The growing demand for fast, contactless deliveries has driven firms to experiment with automated package-delivery vehicles that can avoid urban traffic and rapidly reach customers.
Widespread adoption of uncrewed aerial vehicles (UAVs) to replace a portion of first/last-mile truck pickups and deliveries could reshape transportation energy by changing demand patterns and shifting fuel use from fossil fuels to electricity.
There is a need to optimize drones and systems to maximize energy productivity. In a new paper in Patterns, researchers help stakeholders and researchers understand the energy use of parcel-delivery drones and provide an open model based on 188 delivery-drone flights with a range of payloads, speeds, and altitudes.
The model shows that an electric quadcopter drone with a tiny parcel (0.5 kg) would consume approximately 0.08 MJ/km, resulting in 70 g of CO2 per parcel in the United States.
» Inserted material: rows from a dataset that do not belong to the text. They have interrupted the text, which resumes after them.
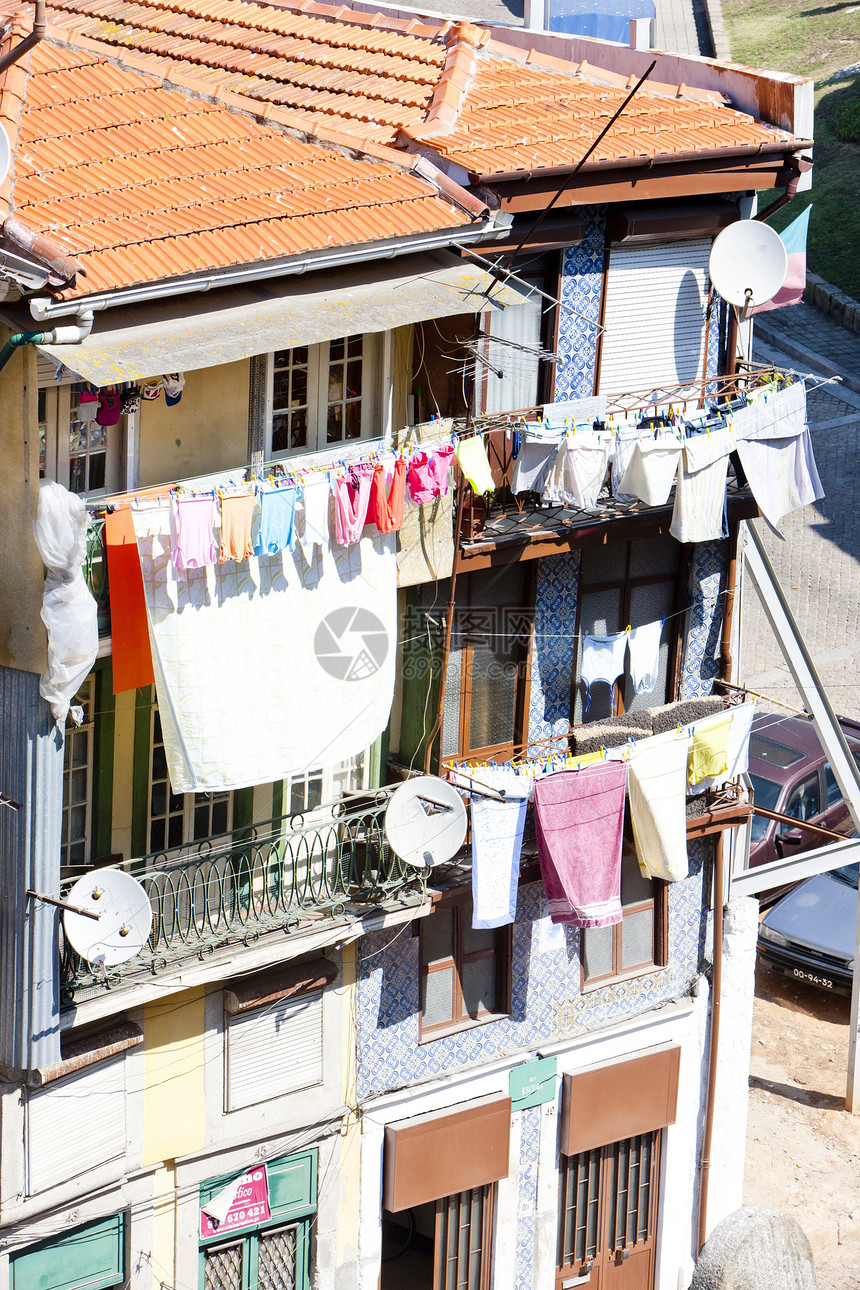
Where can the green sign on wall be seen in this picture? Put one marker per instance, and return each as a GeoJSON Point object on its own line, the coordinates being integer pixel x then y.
{"type": "Point", "coordinates": [533, 1082]}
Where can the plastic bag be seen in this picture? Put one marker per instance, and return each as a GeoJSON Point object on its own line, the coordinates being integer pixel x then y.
{"type": "Point", "coordinates": [68, 609]}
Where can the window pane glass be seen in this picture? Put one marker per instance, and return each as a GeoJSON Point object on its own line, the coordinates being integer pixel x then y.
{"type": "Point", "coordinates": [437, 996]}
{"type": "Point", "coordinates": [635, 885]}
{"type": "Point", "coordinates": [597, 952]}
{"type": "Point", "coordinates": [437, 937]}
{"type": "Point", "coordinates": [478, 986]}
{"type": "Point", "coordinates": [637, 939]}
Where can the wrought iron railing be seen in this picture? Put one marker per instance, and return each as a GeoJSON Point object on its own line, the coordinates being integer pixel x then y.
{"type": "Point", "coordinates": [254, 883]}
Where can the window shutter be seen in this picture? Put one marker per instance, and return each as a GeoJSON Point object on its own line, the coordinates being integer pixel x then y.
{"type": "Point", "coordinates": [655, 312]}
{"type": "Point", "coordinates": [273, 1050]}
{"type": "Point", "coordinates": [65, 1141]}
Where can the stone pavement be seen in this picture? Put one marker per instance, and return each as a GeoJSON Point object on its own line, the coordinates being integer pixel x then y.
{"type": "Point", "coordinates": [819, 561]}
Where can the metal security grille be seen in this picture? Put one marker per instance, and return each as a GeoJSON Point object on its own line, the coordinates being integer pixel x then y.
{"type": "Point", "coordinates": [276, 1259]}
{"type": "Point", "coordinates": [607, 1215]}
{"type": "Point", "coordinates": [463, 1226]}
{"type": "Point", "coordinates": [223, 1268]}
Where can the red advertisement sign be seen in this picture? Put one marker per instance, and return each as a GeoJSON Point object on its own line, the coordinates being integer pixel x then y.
{"type": "Point", "coordinates": [244, 1202]}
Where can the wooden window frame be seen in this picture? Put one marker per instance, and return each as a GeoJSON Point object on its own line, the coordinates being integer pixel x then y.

The researchers compare drone delivery with other vehicles and show that energy per parcel delivered by drones (0.33 MJ/package) can be up to 94% lower than conventional transportation modes, with only electric cargo bicycles providing lower GHGs/package. The open model and coefficients can assist stakeholders in understanding and improving the sustainability of small parcel delivery.
The researchers show the impact of the cruise speed and payload mass on the drone’s range, provide generalizable coefficients for others to estimate drone energy use, and show that the energy per parcel delivered by drones can be up to 94% lower than conventional transportation modes.
The researchers use a 2.4 kg drone with up to 0.5 kg payloads. In contrast, the current Wing drone weighs 5.2 kg with a payload of 1.2 kg, and Amazon’s latest design weighs about 38 kg with a payload of 2.2 kg. Thus, the results for very small package delivery do not reflect the energy and environmental savings for the typical home-delivery setting with heavier payloads and larger drones.